I have already sent all of my documentation of via email and my application is going through. Having spoke to the person who is the go between, they have told me that they are confident that my application will be accepted (MT Sgt). They only started back to work after Easter leave on Monday so I'm hopeful that I will get a reply within the next couple of weeks. Fingers crossed

Sent from my iPad using ExpatForum


----------



## Gemma&Robert

Hiya Chrisdawson26

Oh excellent your further ahead of it then we are lol. My husband is a Full screw in the artilllery 19REG, out of interest what REG are you in? and can I ask did you have to do a C.V along with the application and all the reports?


----------



## DPK

The Staffordshire Bull Terrier is a wonderful dog! I grew up with one and had worked in rescue for quite some time.

Originally bred to look after children and christened "The Nanny Dog".
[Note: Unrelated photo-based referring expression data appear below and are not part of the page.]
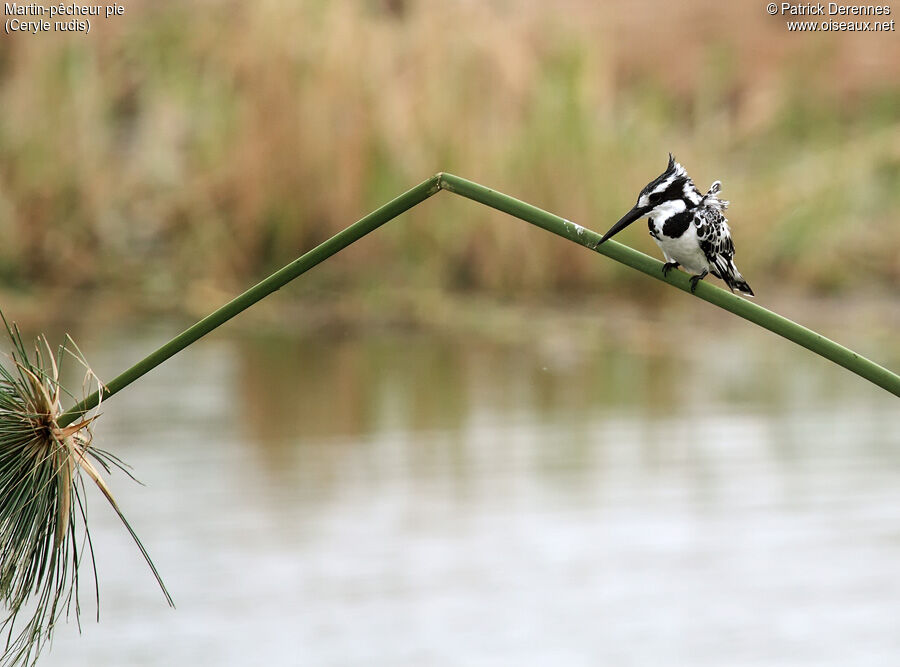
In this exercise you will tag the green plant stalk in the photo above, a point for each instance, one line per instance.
(741, 307)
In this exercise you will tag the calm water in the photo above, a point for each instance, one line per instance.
(419, 500)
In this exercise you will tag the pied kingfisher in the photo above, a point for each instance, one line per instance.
(688, 227)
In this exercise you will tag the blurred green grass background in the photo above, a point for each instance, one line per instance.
(188, 149)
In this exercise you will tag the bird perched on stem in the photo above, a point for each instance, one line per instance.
(688, 227)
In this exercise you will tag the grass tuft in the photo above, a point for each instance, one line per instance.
(44, 535)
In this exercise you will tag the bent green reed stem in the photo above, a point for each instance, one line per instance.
(256, 293)
(561, 227)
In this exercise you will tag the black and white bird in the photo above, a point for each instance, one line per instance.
(688, 227)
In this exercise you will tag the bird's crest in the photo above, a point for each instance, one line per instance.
(711, 198)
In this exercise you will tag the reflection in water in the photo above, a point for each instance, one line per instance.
(411, 500)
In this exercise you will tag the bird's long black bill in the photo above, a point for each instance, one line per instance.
(627, 219)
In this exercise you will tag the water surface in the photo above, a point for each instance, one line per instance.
(419, 499)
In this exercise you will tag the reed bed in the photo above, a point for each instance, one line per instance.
(186, 145)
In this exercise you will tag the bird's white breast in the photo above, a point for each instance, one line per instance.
(685, 249)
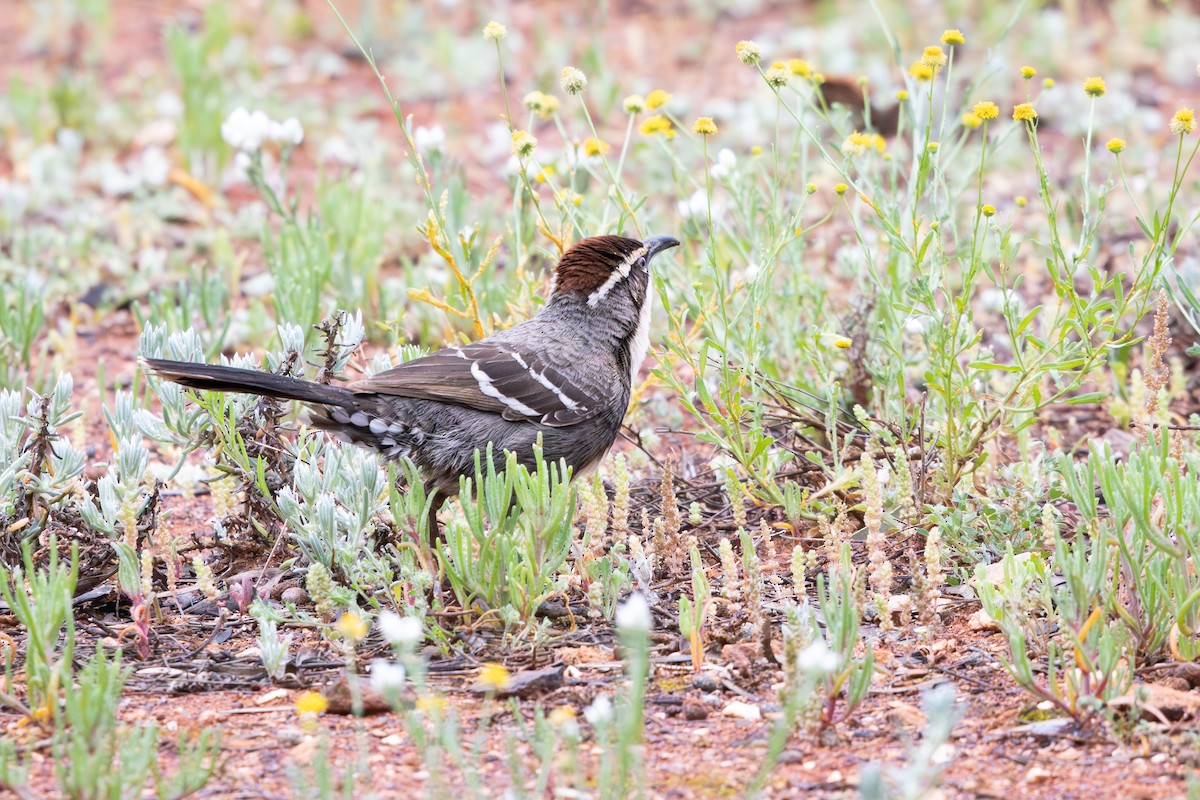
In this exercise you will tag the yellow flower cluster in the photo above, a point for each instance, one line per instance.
(987, 110)
(1183, 122)
(1095, 86)
(657, 125)
(1025, 113)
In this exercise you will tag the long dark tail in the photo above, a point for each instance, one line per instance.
(249, 382)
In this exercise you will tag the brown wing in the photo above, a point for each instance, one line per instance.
(489, 376)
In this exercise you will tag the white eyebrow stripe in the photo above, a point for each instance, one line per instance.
(617, 276)
(485, 385)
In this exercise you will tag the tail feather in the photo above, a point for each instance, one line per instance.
(249, 382)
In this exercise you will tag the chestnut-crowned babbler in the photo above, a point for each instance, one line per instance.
(565, 374)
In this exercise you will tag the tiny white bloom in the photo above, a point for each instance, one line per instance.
(245, 130)
(387, 675)
(400, 630)
(635, 614)
(817, 659)
(600, 710)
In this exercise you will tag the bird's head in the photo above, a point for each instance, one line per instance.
(610, 274)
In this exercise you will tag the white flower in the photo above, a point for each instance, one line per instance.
(400, 630)
(387, 675)
(817, 659)
(600, 710)
(288, 132)
(725, 164)
(245, 130)
(429, 138)
(635, 614)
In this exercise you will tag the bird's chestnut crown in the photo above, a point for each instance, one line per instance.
(597, 265)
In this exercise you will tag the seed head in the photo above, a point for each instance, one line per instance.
(1095, 86)
(573, 80)
(1183, 122)
(934, 56)
(749, 53)
(523, 144)
(1025, 113)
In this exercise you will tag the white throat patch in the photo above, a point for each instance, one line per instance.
(640, 343)
(617, 276)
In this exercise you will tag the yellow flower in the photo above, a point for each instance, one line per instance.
(1185, 121)
(799, 67)
(561, 715)
(1025, 113)
(749, 53)
(523, 144)
(493, 677)
(1095, 86)
(431, 704)
(921, 71)
(987, 110)
(352, 626)
(311, 703)
(934, 56)
(657, 98)
(778, 76)
(655, 125)
(856, 144)
(594, 146)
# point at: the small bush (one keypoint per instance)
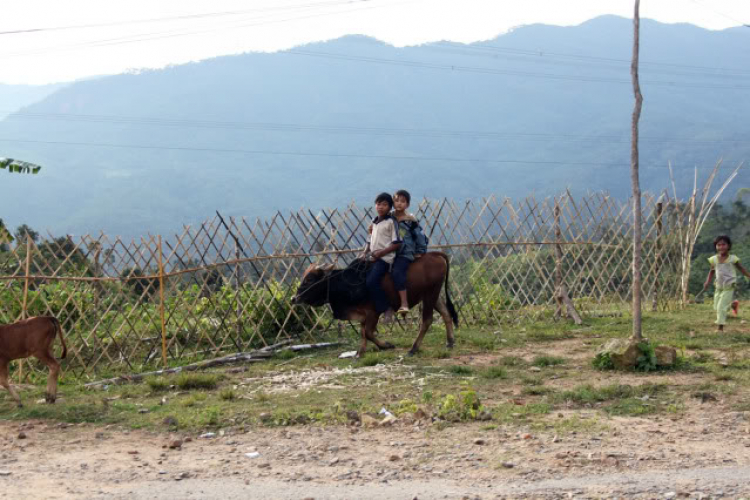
(603, 361)
(495, 372)
(462, 406)
(228, 394)
(460, 370)
(157, 384)
(188, 381)
(545, 361)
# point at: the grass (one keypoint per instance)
(506, 385)
(545, 361)
(190, 381)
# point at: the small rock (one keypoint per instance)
(265, 417)
(368, 421)
(389, 420)
(170, 421)
(352, 416)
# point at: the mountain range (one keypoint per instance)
(537, 110)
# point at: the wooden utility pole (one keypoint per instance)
(634, 175)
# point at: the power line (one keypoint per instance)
(492, 71)
(356, 130)
(146, 37)
(327, 155)
(172, 18)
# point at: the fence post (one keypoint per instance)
(238, 283)
(24, 311)
(161, 307)
(657, 253)
(558, 261)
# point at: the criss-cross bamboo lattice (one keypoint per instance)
(226, 284)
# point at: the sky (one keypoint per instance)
(46, 41)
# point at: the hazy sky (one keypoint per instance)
(137, 35)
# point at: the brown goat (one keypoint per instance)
(31, 337)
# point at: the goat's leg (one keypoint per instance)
(443, 310)
(6, 383)
(48, 359)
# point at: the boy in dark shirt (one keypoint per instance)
(414, 245)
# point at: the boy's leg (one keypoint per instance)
(375, 287)
(722, 304)
(400, 268)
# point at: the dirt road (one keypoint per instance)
(708, 455)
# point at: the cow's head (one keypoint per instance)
(313, 289)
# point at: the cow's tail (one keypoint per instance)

Sadly the staffy has been bred to larger breeds, to increase size, but these x's are still labeled "Staffy" which is not correct.

The popular press unfortunately has also chosen to demonise the staffy, but every picture they show is of a x breed.

The pure Staffordshire Bull Terrier is not on any prohibited lists.


----------



## Chrisdawson26

Yes I submitted a covering letter and CV along with all the documents you have mentioned b4 but if its only the EOI then that was just the covering letter and CV. Just make sure that once you get all your docs together there stamped and signed, certified true copy or words to that effect. It also needs to be a Maj or above. I'm with 3 MERCIAN in Fally. I do know a couple of blokes who are out from 19regt Neil Cooke and dick Brian.

Sent from my iPad using ExpatForum


----------



## Bc-kiwi

You will have no problems taking your staffy with you. We are moving from Canada with ours and the only problem we have had is that some airlines will not carry snub nose dogs due to breathing issues. Air New Zealand will take them, though not sure of others. We are using a pet transporter service due to all the paper wok involved but others have done it themselves either way not cheap, costing us around US$5000 but he is one of the family. Good luck with your move

Blair


----------